Family spokeswoman Cindy Laquidara said relatives learned on Saturday that Speicher’s remains had been found. “The family’s proud of the way the Defense Department continued on with our request” to not abandon the search, she said. “We will be bringing him home.”
Laquidara said the family would say more after being briefed by defense officials; she did not know when that would be.
The U.S.-led invasion of Iraq in 2003 finally gave investigators the chance to search inside Iraq. Speicher’s family — including two college-age children who were toddlers when he disappeared — believed more evidence would surface as Iraq grew more stable.
A number of new leads did surface after the invasion of Iraq, including the discovery of what some believed were the initials “MSS” scratched into the wall of an Iraqi prison. More than 50 sites were checked by military search crews in the months after the invasion — hospitals, prisons, security archives, homes and the original site where Speicher’s plane crashed, about 100 miles north of the Saudi Arabian border.

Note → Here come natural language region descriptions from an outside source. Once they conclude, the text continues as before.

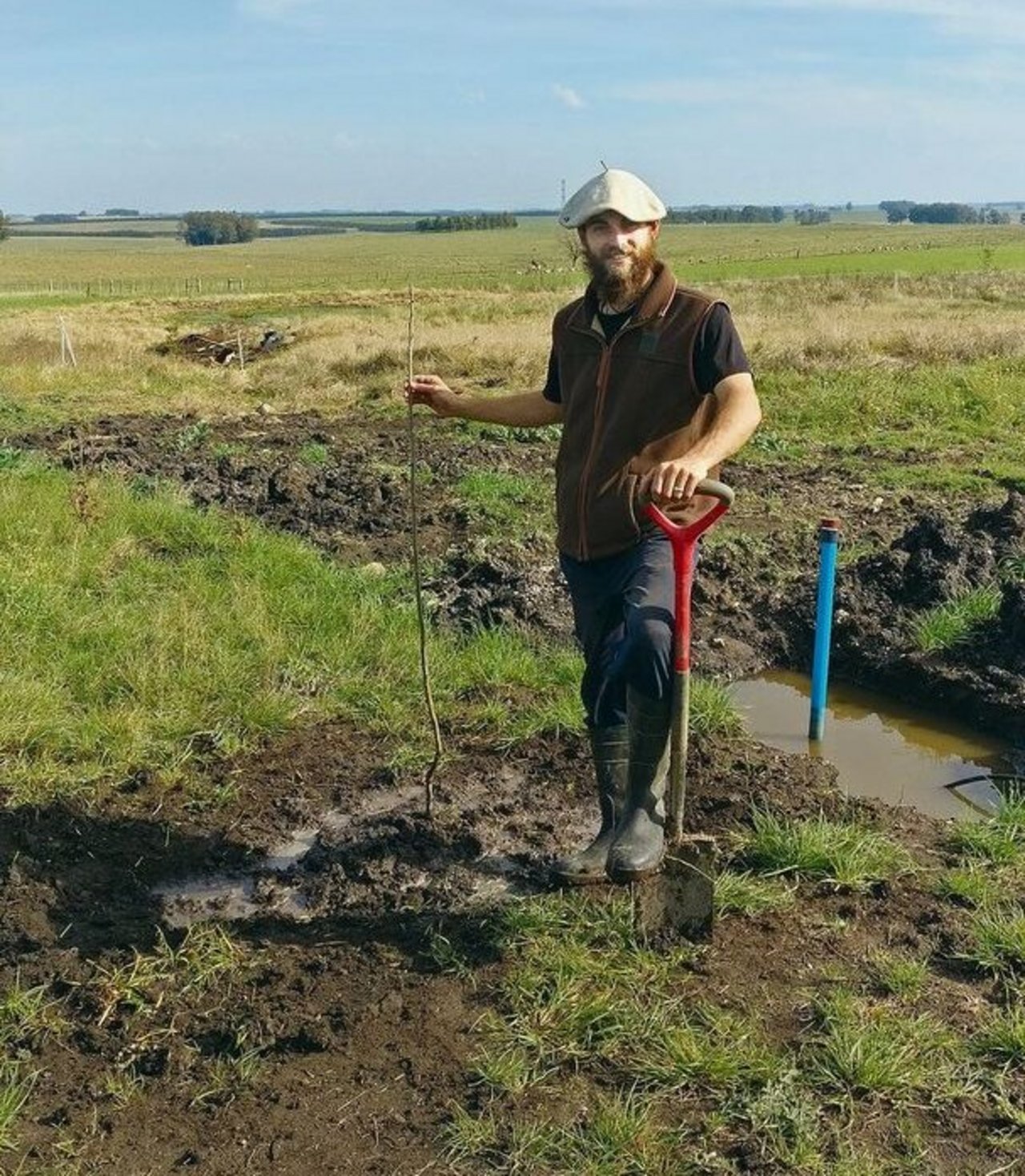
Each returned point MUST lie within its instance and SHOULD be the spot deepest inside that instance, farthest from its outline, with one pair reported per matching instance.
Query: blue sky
(428, 103)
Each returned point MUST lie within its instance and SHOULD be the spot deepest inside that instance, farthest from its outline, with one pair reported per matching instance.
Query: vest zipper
(600, 404)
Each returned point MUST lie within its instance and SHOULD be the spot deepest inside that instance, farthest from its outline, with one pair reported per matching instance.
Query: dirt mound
(935, 561)
(226, 344)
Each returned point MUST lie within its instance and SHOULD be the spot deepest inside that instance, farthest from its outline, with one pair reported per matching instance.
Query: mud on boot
(610, 749)
(640, 841)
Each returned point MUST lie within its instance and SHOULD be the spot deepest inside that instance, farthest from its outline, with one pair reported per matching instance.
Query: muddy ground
(353, 901)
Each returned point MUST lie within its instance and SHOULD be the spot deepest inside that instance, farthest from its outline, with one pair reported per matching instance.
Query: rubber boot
(640, 840)
(610, 749)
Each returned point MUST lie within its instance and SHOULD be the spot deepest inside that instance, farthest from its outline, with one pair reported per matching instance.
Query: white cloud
(569, 97)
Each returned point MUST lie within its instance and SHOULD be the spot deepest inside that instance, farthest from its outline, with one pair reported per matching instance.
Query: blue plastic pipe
(829, 538)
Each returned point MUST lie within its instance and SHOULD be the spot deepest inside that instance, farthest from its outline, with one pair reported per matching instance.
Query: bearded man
(653, 391)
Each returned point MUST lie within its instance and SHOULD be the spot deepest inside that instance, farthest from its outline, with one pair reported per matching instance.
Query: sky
(475, 103)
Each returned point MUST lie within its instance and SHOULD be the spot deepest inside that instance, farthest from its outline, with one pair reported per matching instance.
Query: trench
(883, 748)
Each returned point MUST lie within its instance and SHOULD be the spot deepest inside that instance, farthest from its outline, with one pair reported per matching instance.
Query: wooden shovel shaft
(677, 754)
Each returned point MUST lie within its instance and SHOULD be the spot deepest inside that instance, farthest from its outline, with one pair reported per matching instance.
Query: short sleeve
(718, 351)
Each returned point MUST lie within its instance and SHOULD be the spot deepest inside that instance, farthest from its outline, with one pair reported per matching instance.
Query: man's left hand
(673, 481)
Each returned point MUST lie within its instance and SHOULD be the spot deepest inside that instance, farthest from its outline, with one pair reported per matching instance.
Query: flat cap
(613, 191)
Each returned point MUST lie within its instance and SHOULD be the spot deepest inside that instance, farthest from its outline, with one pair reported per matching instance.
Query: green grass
(112, 268)
(999, 840)
(601, 1056)
(750, 895)
(954, 622)
(841, 853)
(15, 1087)
(140, 630)
(976, 884)
(507, 504)
(1003, 1037)
(866, 1049)
(997, 941)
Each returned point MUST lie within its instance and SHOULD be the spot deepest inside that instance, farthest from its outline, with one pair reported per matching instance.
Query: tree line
(464, 221)
(942, 213)
(726, 214)
(218, 228)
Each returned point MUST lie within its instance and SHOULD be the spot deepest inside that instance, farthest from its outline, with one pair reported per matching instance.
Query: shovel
(677, 902)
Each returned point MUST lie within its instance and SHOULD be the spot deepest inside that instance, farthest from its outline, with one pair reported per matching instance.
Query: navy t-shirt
(718, 351)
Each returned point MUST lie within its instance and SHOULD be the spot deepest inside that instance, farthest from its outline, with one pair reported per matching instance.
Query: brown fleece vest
(627, 406)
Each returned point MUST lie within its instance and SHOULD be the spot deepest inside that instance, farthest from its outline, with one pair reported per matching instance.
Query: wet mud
(347, 899)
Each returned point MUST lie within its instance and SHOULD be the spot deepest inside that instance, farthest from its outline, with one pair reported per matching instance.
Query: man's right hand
(435, 393)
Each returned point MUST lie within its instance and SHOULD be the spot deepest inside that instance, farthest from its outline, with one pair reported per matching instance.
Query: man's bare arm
(525, 409)
(738, 415)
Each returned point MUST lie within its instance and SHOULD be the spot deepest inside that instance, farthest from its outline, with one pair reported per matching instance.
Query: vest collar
(653, 304)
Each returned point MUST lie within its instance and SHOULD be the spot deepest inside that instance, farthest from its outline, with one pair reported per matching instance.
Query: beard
(621, 283)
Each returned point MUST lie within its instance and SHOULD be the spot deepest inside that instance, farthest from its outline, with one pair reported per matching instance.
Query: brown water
(879, 747)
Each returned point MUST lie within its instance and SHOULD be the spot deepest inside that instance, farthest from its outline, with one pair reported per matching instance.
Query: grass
(141, 630)
(866, 1049)
(997, 941)
(999, 840)
(750, 895)
(505, 502)
(600, 1056)
(1003, 1037)
(15, 1087)
(841, 853)
(207, 957)
(954, 622)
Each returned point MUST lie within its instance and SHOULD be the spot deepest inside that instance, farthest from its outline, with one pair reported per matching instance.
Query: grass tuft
(846, 854)
(866, 1049)
(15, 1087)
(999, 839)
(997, 941)
(750, 895)
(1003, 1037)
(952, 622)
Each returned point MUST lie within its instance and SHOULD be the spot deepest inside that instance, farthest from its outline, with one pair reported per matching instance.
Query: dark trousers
(623, 613)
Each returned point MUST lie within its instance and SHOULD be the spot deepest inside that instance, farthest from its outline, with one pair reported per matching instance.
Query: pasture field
(231, 940)
(532, 258)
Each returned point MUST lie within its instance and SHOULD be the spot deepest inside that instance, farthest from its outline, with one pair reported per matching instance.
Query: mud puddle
(881, 748)
(324, 867)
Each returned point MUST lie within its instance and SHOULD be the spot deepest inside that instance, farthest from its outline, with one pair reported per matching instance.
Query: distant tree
(218, 228)
(942, 213)
(896, 210)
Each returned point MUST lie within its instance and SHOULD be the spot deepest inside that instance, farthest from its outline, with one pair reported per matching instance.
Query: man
(653, 391)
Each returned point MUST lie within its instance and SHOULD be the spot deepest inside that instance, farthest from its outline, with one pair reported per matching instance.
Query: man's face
(620, 254)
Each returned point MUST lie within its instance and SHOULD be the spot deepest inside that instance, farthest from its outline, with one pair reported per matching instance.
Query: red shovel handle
(685, 545)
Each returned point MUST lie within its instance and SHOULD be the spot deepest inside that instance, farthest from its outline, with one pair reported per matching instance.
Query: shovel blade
(677, 904)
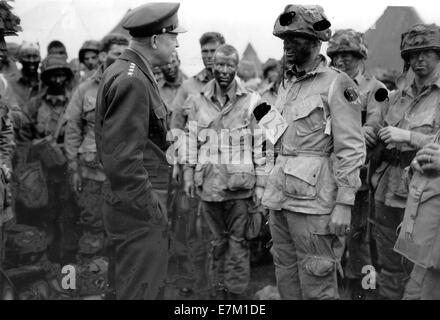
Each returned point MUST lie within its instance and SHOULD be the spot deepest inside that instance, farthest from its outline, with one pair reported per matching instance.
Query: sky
(240, 21)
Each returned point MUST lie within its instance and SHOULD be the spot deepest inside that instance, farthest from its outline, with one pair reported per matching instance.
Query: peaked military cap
(153, 18)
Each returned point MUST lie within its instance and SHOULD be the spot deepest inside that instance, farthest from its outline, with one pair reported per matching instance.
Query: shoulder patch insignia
(131, 69)
(351, 94)
(381, 94)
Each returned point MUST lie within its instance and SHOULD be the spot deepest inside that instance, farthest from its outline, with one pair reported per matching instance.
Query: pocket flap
(431, 190)
(308, 105)
(89, 104)
(239, 168)
(304, 169)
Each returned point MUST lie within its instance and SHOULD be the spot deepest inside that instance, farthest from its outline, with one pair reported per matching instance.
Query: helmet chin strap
(283, 69)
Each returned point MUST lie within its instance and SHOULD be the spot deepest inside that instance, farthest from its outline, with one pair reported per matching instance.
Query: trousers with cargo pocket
(306, 255)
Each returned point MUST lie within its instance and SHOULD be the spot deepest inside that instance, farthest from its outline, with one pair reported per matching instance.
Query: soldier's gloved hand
(394, 135)
(186, 109)
(7, 172)
(340, 220)
(427, 158)
(370, 136)
(258, 195)
(188, 187)
(176, 173)
(76, 183)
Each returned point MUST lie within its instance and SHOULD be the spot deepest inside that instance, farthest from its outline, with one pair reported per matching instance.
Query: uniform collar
(237, 90)
(203, 76)
(410, 89)
(318, 67)
(132, 55)
(175, 84)
(97, 76)
(27, 82)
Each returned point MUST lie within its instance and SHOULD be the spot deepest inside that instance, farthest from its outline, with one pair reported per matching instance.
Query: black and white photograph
(221, 155)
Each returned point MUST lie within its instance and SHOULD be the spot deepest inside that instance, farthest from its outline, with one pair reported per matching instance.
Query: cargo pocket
(241, 177)
(319, 279)
(301, 176)
(401, 180)
(310, 116)
(89, 109)
(198, 175)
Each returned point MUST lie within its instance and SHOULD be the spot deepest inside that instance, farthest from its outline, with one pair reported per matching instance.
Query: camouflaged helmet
(54, 62)
(420, 37)
(305, 20)
(25, 245)
(92, 276)
(349, 41)
(89, 45)
(91, 243)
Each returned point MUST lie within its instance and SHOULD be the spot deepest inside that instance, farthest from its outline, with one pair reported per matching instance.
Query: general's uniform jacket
(130, 132)
(419, 238)
(216, 180)
(371, 108)
(322, 148)
(80, 128)
(418, 114)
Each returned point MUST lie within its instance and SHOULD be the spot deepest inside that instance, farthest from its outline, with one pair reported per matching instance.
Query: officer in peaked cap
(131, 143)
(311, 188)
(153, 18)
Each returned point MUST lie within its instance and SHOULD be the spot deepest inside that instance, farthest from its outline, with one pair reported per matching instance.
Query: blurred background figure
(387, 77)
(172, 80)
(247, 72)
(271, 81)
(89, 56)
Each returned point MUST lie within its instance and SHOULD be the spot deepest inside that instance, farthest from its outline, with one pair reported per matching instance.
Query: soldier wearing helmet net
(410, 121)
(348, 52)
(311, 188)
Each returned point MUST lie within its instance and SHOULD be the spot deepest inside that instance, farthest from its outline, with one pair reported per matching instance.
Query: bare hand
(176, 173)
(340, 220)
(370, 136)
(394, 135)
(427, 158)
(76, 183)
(258, 195)
(189, 188)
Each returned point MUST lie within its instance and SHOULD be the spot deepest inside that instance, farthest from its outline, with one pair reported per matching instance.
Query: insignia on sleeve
(131, 69)
(381, 95)
(351, 94)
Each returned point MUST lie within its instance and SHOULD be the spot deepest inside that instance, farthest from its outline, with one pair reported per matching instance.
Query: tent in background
(250, 55)
(70, 21)
(383, 38)
(118, 28)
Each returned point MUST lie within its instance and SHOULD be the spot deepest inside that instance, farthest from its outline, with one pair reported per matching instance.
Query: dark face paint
(91, 60)
(114, 52)
(171, 70)
(297, 50)
(225, 69)
(347, 62)
(30, 62)
(208, 50)
(57, 81)
(423, 62)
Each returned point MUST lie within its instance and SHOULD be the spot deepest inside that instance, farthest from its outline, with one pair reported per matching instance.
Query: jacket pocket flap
(304, 169)
(431, 190)
(89, 104)
(308, 105)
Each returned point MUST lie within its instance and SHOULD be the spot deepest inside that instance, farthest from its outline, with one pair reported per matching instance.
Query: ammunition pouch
(398, 158)
(32, 187)
(49, 152)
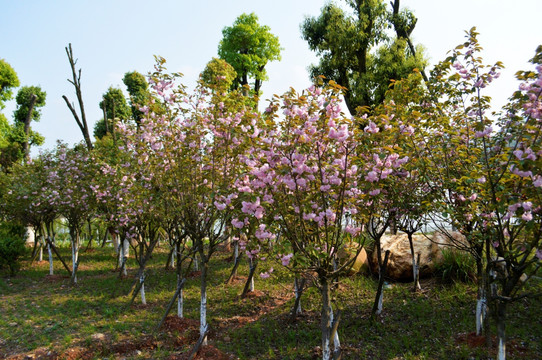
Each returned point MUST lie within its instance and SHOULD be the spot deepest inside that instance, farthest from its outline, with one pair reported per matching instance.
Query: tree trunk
(249, 285)
(501, 329)
(50, 259)
(481, 303)
(125, 253)
(180, 301)
(237, 260)
(142, 290)
(76, 82)
(326, 319)
(74, 234)
(41, 249)
(203, 302)
(377, 306)
(335, 335)
(415, 264)
(299, 286)
(27, 120)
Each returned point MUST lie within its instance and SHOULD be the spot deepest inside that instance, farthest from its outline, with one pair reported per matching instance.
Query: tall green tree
(115, 107)
(138, 88)
(356, 52)
(218, 74)
(8, 81)
(30, 100)
(248, 47)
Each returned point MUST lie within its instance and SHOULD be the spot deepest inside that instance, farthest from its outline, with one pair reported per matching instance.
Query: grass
(41, 314)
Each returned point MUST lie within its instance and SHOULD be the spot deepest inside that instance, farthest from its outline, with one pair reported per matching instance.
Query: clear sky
(112, 37)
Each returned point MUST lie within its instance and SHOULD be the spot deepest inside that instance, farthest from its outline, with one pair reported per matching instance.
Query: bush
(12, 246)
(456, 265)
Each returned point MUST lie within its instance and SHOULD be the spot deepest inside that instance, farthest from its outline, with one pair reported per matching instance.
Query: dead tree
(76, 82)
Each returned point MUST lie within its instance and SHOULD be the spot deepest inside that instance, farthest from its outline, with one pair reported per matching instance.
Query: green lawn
(49, 318)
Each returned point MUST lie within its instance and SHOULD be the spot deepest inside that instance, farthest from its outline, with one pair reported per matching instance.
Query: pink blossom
(285, 259)
(237, 223)
(527, 216)
(220, 206)
(371, 128)
(374, 192)
(354, 231)
(371, 176)
(485, 133)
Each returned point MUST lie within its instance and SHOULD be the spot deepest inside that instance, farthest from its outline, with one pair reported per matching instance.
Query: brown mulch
(207, 352)
(175, 323)
(77, 353)
(38, 354)
(479, 341)
(56, 277)
(129, 345)
(194, 274)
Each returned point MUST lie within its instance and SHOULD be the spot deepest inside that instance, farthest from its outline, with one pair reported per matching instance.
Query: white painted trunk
(380, 301)
(326, 351)
(297, 298)
(203, 315)
(125, 253)
(480, 315)
(180, 303)
(116, 244)
(502, 350)
(142, 291)
(74, 261)
(251, 288)
(50, 259)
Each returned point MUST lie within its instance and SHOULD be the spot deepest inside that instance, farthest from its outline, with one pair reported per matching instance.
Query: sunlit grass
(39, 311)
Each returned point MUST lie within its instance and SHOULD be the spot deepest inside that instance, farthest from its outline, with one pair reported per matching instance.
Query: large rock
(347, 252)
(429, 248)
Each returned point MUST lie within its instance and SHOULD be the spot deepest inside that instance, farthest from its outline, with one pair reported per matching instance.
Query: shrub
(456, 265)
(12, 246)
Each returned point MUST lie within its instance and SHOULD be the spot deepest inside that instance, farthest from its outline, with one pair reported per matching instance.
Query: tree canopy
(356, 52)
(8, 81)
(24, 100)
(248, 47)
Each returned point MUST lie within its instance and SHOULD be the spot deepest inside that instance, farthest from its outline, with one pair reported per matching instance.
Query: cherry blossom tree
(305, 183)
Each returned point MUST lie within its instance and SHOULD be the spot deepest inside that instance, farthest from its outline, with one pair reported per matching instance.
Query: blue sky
(111, 37)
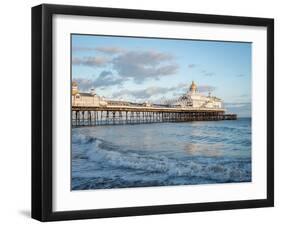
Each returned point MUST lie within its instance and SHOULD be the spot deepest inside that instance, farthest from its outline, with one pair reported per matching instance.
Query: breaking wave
(97, 163)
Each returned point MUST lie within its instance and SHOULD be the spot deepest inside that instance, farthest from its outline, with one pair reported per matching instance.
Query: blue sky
(151, 69)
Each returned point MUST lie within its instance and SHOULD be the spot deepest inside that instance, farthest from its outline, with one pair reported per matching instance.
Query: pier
(121, 115)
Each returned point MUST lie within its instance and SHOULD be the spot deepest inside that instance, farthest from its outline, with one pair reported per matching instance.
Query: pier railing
(120, 115)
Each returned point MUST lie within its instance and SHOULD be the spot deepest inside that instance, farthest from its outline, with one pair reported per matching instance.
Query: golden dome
(193, 87)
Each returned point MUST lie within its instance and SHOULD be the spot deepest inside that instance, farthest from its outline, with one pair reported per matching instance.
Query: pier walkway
(120, 115)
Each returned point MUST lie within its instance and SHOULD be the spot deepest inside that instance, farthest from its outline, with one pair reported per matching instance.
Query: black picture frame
(42, 111)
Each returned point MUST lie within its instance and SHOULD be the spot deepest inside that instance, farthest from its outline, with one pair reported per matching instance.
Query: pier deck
(118, 115)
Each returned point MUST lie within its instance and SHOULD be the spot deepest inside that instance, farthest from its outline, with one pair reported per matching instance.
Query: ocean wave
(119, 159)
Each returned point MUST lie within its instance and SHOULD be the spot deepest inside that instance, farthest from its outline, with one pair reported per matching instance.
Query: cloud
(82, 48)
(207, 73)
(84, 85)
(102, 49)
(206, 88)
(109, 49)
(192, 65)
(142, 65)
(148, 92)
(90, 61)
(106, 78)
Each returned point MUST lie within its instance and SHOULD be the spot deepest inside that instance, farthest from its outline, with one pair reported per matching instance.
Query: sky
(155, 70)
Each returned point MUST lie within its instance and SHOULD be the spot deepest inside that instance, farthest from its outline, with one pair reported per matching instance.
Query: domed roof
(193, 87)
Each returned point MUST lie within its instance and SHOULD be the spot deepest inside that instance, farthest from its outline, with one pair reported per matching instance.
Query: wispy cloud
(192, 65)
(207, 73)
(82, 48)
(206, 88)
(142, 65)
(109, 49)
(90, 61)
(106, 78)
(149, 92)
(84, 84)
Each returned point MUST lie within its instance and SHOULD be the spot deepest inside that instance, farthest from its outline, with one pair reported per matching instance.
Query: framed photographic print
(145, 112)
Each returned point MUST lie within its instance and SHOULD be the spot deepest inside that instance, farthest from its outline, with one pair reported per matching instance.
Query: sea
(161, 154)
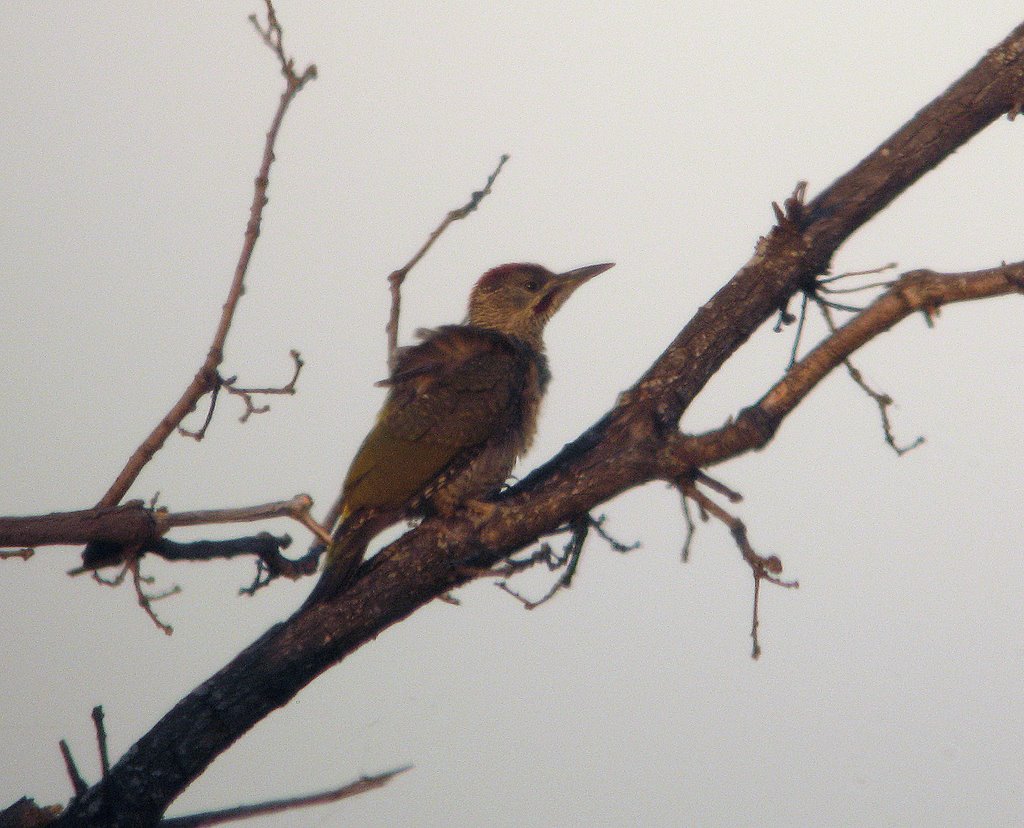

Crews first visited the site in 1995. They found wings, the canopy and unexploded ordnance, but the cockpit and Speicher were missing.
Investigators excavated a potential grave site in Baghdad in 2005, tracked down Iraqis said to have information about Speicher and made numerous other inquiries.
Officials said today that they got new information last month from an Iraqi citizen, prompting Marines stationed in the western province of Anbar to visit a location in the desert that was believed to be the crash site. The Iraqi said he knew of two other Iraqis who recalled an American jet crashing and the remains of the pilot being buried in the desert, the Pentagon said.
“One of these Iraqi citizens stated that they were present when Capt. Speicher was found dead at the crash site by Bedouins and his remains buried,” the Defense Department said in a statement.
The military recovered bones and multiple skeletal fragments and Speicher was positively identified by matching a jawbone and dental records, said Rear Adm. Frank Thorp. He said the Iraqis told investigators that the Bedouins had buried Speicher. It was unclear whether the military had information on how soon Speicher died after the crash.